"Discriminative Stochastic Models for Complex Networks Derived from Flow Cytometry Big Data",
Forty-Fourth Southeastern International Conference on Combinatorics, Graph Theory, and Computing
, Boca Raton, March 4-8, 2013.
Flow cytometry measures multiple features of thousands of cells in a sample, and thus produces a massive high-dimensional data set that must be analyzed to decide whether a given patient has cancer or not. Currently, human experts use two-dimensional visualizations of data sets of up to six dimensions and perform this process of discriminating between cancer and normal patients using their own expertise. However, modern flow cytometry machines can produce massive high-dimensional (20 or more) data sets, and their manual analysis quickly becomes infeasible. In this paper, we propose the use of complex network models and their topological properties for discriminating between cancer and normal patients. In particular, each node in the complex network corresponds to the measurements obtained from a single cell and an edge between two nodes exists if the Euclidean distance between them is smaller than a threshold.
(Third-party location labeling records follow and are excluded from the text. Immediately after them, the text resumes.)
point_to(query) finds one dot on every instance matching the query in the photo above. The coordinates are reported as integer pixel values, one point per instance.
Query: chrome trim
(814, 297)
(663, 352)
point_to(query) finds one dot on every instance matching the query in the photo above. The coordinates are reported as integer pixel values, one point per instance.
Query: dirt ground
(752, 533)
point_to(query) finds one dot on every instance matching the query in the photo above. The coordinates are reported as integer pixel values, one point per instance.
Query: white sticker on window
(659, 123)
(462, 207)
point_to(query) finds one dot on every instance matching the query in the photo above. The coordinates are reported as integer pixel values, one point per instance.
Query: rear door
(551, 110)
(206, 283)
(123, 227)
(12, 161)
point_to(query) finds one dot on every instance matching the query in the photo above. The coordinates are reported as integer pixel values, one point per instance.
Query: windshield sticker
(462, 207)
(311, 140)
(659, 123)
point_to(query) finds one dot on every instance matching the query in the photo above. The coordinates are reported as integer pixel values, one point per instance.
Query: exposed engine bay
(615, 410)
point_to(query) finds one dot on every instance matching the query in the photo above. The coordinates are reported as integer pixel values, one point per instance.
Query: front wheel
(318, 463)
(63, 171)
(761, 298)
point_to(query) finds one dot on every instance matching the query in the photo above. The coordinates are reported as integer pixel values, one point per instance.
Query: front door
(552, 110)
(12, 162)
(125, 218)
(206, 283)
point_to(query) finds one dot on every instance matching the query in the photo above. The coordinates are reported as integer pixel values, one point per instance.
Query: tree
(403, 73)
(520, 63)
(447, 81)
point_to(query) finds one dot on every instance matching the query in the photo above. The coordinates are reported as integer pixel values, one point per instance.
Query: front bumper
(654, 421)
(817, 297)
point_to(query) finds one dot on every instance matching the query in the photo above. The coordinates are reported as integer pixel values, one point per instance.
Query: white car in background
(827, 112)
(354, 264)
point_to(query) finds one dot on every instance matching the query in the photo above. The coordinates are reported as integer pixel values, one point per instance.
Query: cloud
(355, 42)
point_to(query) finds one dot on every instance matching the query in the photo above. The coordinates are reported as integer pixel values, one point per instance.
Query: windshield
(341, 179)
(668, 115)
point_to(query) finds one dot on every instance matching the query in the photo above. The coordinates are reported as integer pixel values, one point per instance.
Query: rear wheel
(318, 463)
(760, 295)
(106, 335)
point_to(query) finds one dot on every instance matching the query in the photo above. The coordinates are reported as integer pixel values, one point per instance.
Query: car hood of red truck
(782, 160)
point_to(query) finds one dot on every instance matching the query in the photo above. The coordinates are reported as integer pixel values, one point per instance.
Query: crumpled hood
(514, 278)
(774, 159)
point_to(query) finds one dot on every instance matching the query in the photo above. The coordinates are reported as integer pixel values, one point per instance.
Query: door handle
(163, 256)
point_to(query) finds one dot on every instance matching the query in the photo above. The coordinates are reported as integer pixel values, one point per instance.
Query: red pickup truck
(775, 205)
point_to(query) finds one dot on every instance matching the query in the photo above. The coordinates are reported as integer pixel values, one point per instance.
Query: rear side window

The evolution of the network through time is derived by studying periodically acquired patient samples. By constructing such complex network models for multiple normal patients, we develop a stochastic generative model that describes the flow cytometry data for normal patients. In particular, topological properties such as number of connected components, edge density, number of clusters, etc. are studied. The goal of the stochastic generative modeling is to capture the natural diversity that occurs in the normal patient population (age, race, gender, BMI), and thereby compute the probability that a given flow cytometry sample does not arise from this stochastic generative model. Rare behavior identification algorithms will then be employed to compute the probability that a given flow cytometry sample indicates the presence of cancer in a patient.